Determinant Equality Explained without Evaluation | Boas 3rd Ed. HW Question 7

[iamthegelo]

Homework Statement

Show without evaluating the determinant the equality.

Homework Equations

$\left( \begin{array}{ccc} 1 & a & bc \\ 1 & b & ac \\ 1 & c & ab \end{array} \right)$

=

$\left( \begin{array}{ccc} 1 & a & a^2 \\ 1 & b & b^2 \\ 1 & c & c^2 \end{array} \right)$

The Attempt at a Solution

I tried the facts of determinants - I did column 3 plus column 2. I can't see it. This is actually a Question on Boas 3rd Ed. Chapter 3 Section 3 No. 7.

 

[Shooting Star]

(The brackets that you are using is generally used for matrices; for a determinant, vertical lines are used to enclose it.)

Multiply the first row by 'a' and get 1/a outside. The 1st row becomes |a a^2 abc|. Now think what you can multiply the 2nd and 3rd rows with.

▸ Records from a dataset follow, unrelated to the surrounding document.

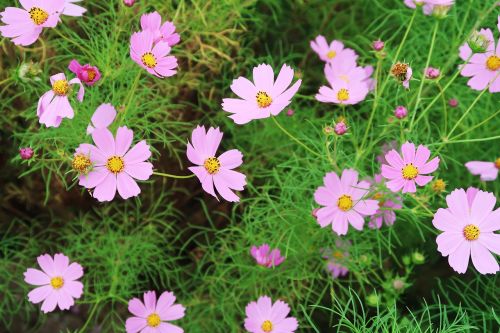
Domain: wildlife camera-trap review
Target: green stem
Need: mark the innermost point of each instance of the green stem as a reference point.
(429, 56)
(168, 175)
(294, 138)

After that, take out something common from a column.

Then interchange columns or do a cyclic permutation on the columns, keeping track of the sign of the determinant. You will get the answer.

For any help, don't hesitate to ask.

 

[iamthegelo]

(The brackets that you are using is generally used for matrices; for a determinant, vertical lines are used to enclose it.)

Multiply the first row by 'a' and get 1/a outside. The 1st row becomes |a a^2 abc|. Now think what you can multiply the 2nd and 3rd rows with.

After that, take out something common from a column.

Then interchange columns or do a cyclic permutation on the columns, keeping track of the sign of the determinant. You will get the answer.

For any help, don't hesitate to ask.

Yeah, I actually just copied and pasted that from somewhere here that I searched for, sorry, I don't know LATEX. Thanks, I will try your suggestion.